October hog futures rose 0.15 cent, or 0.2%, to 88.77 cents a pound in trading at the Chicago Mercantile Exchange. CME December hog futures were flat at 83.47 cents a pound.

The hog complex has been supported in recent days by the forecast for tighter supplies of beef in winter and spring. Since beef supplies are already tighter than historical norms, which has led to resiliently high prices for products like steaks and roasts, some analysts say price-shocked beef eaters could increasingly turn to buying pork.

The Wednesday hogs-and-pigs report from the USDA is expected to show a 0.5% rise in the size of the U.S. swine herd on Sept. 1, as compared with a year earlier. Analysts also expect the report to show that a prolonged summer heat wave, most notably in hog-raising states like Iowa and Minnesota, weighed on reproduction rates. Hogs struggle in a variety of ways under hot, humid weather, from slower rates of gaining weight to lower rates of pregnancy for the herd.

Cash hog bids were reported mostly steady but some plants were quoting prices of 50 cents to $1 per hundredweight lower since they have sufficient supplies for this week's slaughter.

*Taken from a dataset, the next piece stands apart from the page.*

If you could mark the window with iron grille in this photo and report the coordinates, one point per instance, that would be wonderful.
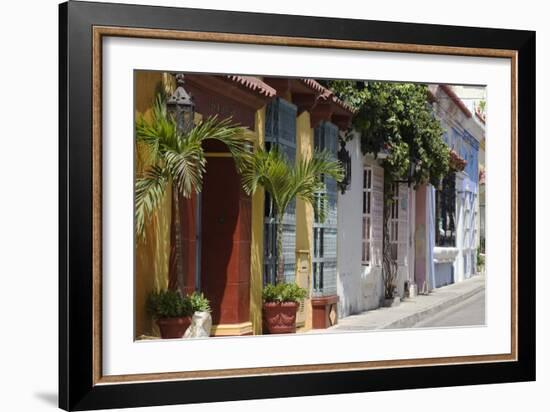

Total pork output is growing due to a seasonal expansion in supplies, more favorable hog-growing temperatures and the introduction of new-crop corn into feed rations. Average hog weights are moving up, as is typical for this time of the year. The U.S. Department of Agriculture reported the average weight for barrows and gilts last week in Iowa and southern Minnesota at 270 pounds, up 1.6 pounds from the previous week and 0.2 pound above a year earlier.

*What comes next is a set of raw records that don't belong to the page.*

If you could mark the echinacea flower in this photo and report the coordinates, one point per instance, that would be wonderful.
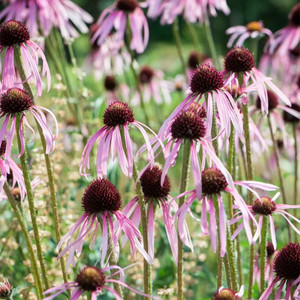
(14, 34)
(157, 197)
(195, 59)
(46, 14)
(287, 270)
(208, 83)
(216, 181)
(101, 202)
(152, 85)
(289, 37)
(265, 206)
(192, 10)
(252, 30)
(228, 294)
(269, 271)
(16, 103)
(118, 117)
(5, 289)
(240, 63)
(93, 280)
(116, 16)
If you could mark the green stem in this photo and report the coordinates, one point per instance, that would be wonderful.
(139, 193)
(275, 149)
(263, 252)
(176, 34)
(295, 172)
(183, 185)
(227, 270)
(211, 43)
(135, 74)
(21, 71)
(23, 160)
(220, 259)
(250, 195)
(33, 261)
(230, 244)
(113, 262)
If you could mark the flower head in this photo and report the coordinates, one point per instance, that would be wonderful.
(287, 38)
(101, 202)
(240, 61)
(266, 206)
(287, 269)
(15, 34)
(62, 14)
(116, 16)
(155, 195)
(16, 103)
(118, 118)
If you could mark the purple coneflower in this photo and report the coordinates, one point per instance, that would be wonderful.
(240, 61)
(207, 81)
(93, 280)
(287, 38)
(157, 196)
(265, 206)
(14, 34)
(287, 269)
(269, 271)
(117, 118)
(5, 289)
(101, 202)
(252, 30)
(16, 102)
(214, 182)
(116, 16)
(152, 86)
(46, 14)
(228, 294)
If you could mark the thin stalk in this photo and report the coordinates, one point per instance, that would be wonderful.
(227, 270)
(194, 35)
(135, 74)
(25, 170)
(211, 43)
(113, 262)
(250, 195)
(295, 172)
(183, 185)
(176, 34)
(230, 244)
(275, 149)
(21, 71)
(263, 252)
(220, 259)
(33, 260)
(140, 195)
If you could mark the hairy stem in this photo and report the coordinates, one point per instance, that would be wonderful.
(183, 185)
(33, 260)
(263, 252)
(250, 195)
(23, 161)
(140, 195)
(21, 71)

Price predictions for Thursday are steady to weak since processors will not need as many hogs this week compared with the past two weeks. Projections for Saturday's slaughter are mostly from 115,000 to 125,000 head, and the week's total is expected to be about 2.24 million. That would be down from an average of 2.288 million for the latest two weeks but still about 4.2% above a year ago.

The latest Dow Jones Newswires pork packer margin index was plus $12.94 per head, compared with plus $11.92 the previous day.

The terminal markets traded mostly steady to down $1 a hundred pounds on a live basis with tops ranging from $60 to $64.

The USDA's pork carcass composite value, a measure of wholesale prices, on Tuesday fell 40 cents to $97.41 a hundred pounds.